A FEW RECENT proposals concerning the disinvestment process are administrative in nature and by themselves will not lead to coherence either conceptually or procedurally. Last week, the Government set up a new disinvestment commission almost 20 months after its predecessor was wound up. Another proposal, at the moment it is just that, doing the rounds is to set up a separate Department of Disinvestment, to which the units earmarked for sale will be attached. Presumably such a move will ensure the badly needed coordination with the controlling Ministries. However, in common with many other facets of the disinvestment exercise, it sounds too theoretical and hardly capable of being put into practice. Into the second decade of economic reform, one of its key items - the disinvestment programme - remains torn between what is theoretically correct and what can be put into practice.

Such a divide starts right from the beginning. While it certainly helps to fashion a comprehensive structure to oversee the privatisation programme, there is bound to be a wide disagreement even on basic issues. The first disinvestment commission, set up by the United Front Ministry, was headed by senior bureaucrat Mr. G. V. Ramakrishna. Though it rendered elaborate and well meaning advice, a majority of its recommendations unfortunately could not be implemented. Those who favour a systematic sell-off process want the disinvestment commission to be vested with statutory powers and its term made co-terminus with the overall privatisation process. This suggestion too has not been accepted. While constituting the new commission under the chairmanship of Mr. R. H. Patil, the Government has made it amply clear that like its predecessor it too will have only an advisory role and that the final responsibility will vest with the Government, more specifically with the Minister in charge of Disinvestment, the Cabinet Committee on Disinvestment and the Committee of Secretaries to oversee the process.

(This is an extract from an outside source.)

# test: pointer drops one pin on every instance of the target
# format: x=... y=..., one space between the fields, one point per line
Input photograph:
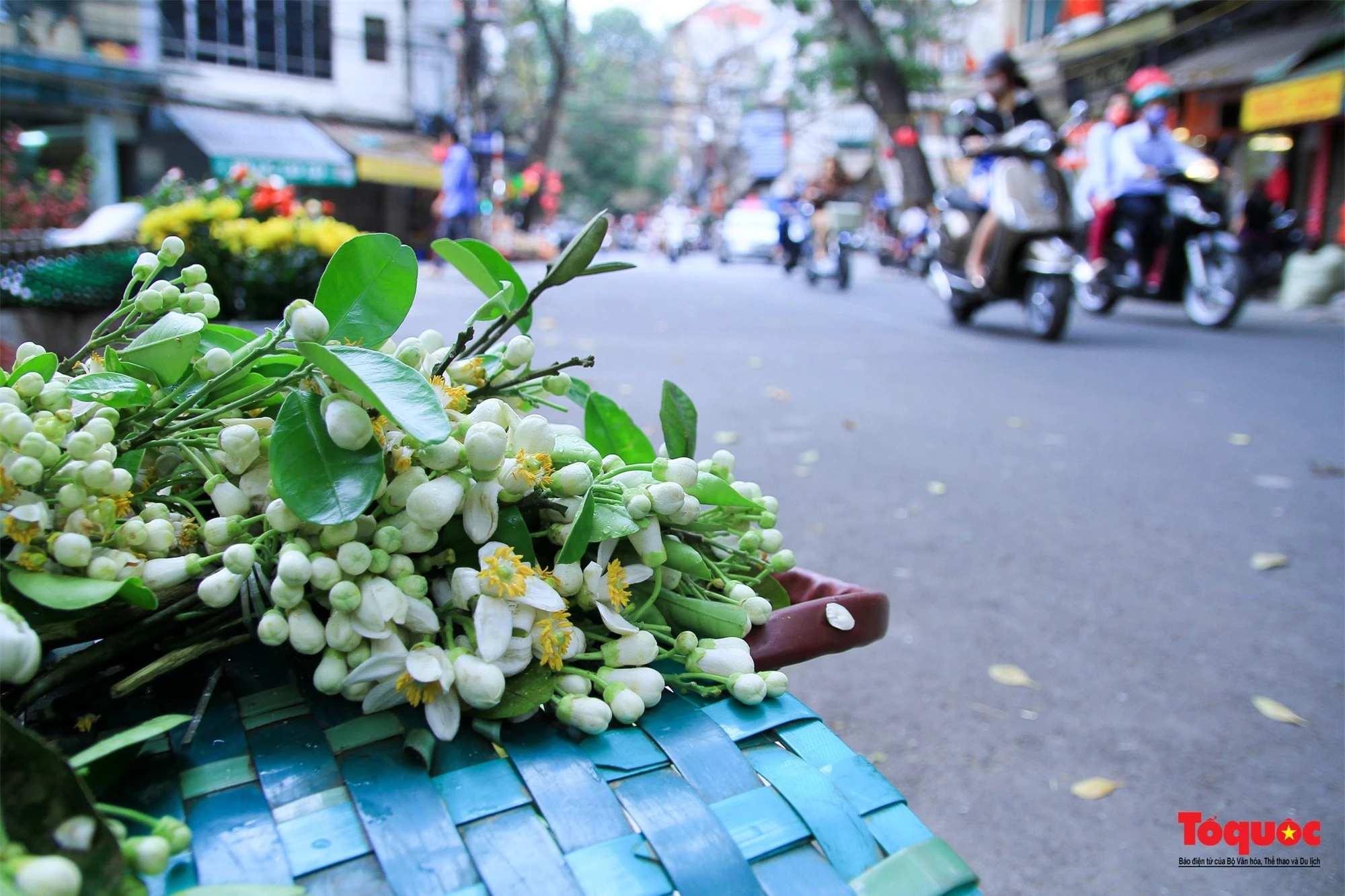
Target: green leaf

Few will disagree with the view that the public sector sale process, now more fashionably called privatisation, is an extremely contentious programme in every other area too. That is only too evident in the tardy progress made all these years and especially in relation to the gross underachievement of the budgetary targets set for the public sector sale process. In fact, even the concept of linking the programme to the annual budget exercise has been faulted for valid reasons. The main point of criticism that the larger interests of the public sector undertakings and the disinvestment programme are sacrificed in the process of trying to bridge the fiscal deficit is valid. In the recent past, such haste was manifest in the Government's extraordinary attempts at book receipts through less than satisfactory means. Cash-rich undertakings were forced to deplete their reserves and buy back shares from the Government or invest in one another - in the name of divestment. For the disinvestment programme, the biggest loss is that no useful precedents have been set. The fracas over Balco, unexpected though it was, could have been minimised if earlier rounds had gone through on certain well-defined economic, political and financial parameters.

Entirely to be expected, therefore, the forthcoming strategic sales of Air India, Indian Airlines, CMC and VSNL - to name only the more high-profile of the identified companies - will continue to be mired in substantial controversies. The progress so far in selling these companies shows that their valuations will be affected because of the delay. Eligible bidders are down to a trickle, to just one in fact in Air India and this might derail the entire process. Further proof, if it is needed at all, that the disinvestment dilemmas are far from over.